Re: [PATCH v2 4/4] sched/fair: Prevent active LB from preempting higher sched classes

From: Valentin Schneider
Date: Fri Aug 30 2019 - 11:44:12 EST


On 29/08/2019 15:19, Vincent Guittot wrote:
[...]
>> Right, if we end up kicking the cpu_stopper this can still happen (since
>> we drop the lock). Thing is, you can't detect it on the cpu_stopper side,
>> since the currently running is obviously not going to be CFS (and it's
>> too late anyway, we already preempted whatever was running there). Though
>> I should probably change the name of the patch to reflect that it's not a
>> 100% cure.
>>
>> I tweaked the nr_running check of the cpu_stop callback in patch 3/4 to try
>> to bail out early, but AFAICT that's the best we can do without big changes
>> elsewhere.
>>
>> If we wanted to prevent those preemptions at all cost, I suppose we'd want
>
> I'm not sure that it's worth the effort and the complexity
>

My point exactly :)

[...]
>> I had this initially but convinced myself out of it: since we hold no
>> lock in need_active_balance(), the information we get on the current task
>> (and, arguably, on the h_nr_running) is too volatile to be of any use.
>
> But since the lock is released anyway, everything will always be too
> volatile in this case.

We do release the lock if we go kick the cpu_stopper, but can nevertheless
make a decision with the most up to date information. I'd say it's for
similar reasons that we check busiest->curr->cpus_ptr right before
kicking the cpu_stopper rather than in need_active_balance().

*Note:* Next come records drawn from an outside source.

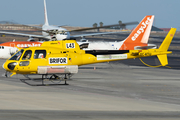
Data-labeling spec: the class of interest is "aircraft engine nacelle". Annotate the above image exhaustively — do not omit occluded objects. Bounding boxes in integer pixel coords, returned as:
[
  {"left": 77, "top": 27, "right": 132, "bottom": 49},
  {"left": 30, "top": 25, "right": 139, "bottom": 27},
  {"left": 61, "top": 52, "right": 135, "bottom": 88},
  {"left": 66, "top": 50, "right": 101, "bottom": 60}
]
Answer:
[{"left": 37, "top": 65, "right": 78, "bottom": 74}]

The majority of the checks in need_active_balance() (all but one) depend
on env/sd stats which aren't volatile.

>>
>> I do believe those checks have their place in active_load_balance()'s
>> critical section, as that's the most accurate we're going to get. On the
>> plus side, if we *do* detect the remote rq's current task isn't CFS, we
>> can run detach_one_task() locally, which is an improvement IMO.
>
> This add complexity in the code by adding another path to detach attach task(s).

Note that it's not a new detach/attach per se, rather it's about doing it
in active_load_balance() rather than active_load_balance_cpu_stop() in some
cases.

> We could simply bail out and wait the next load balance (which is
> already the case sometime) or if you really want to detach a task jump
> back to more_balance
>

A simple bail-out is what I had in v1, but following Qais' comments I
figured I could add the detach_one_tasks().

Jumping back to more_balance is quite different than doing a detach_one_task().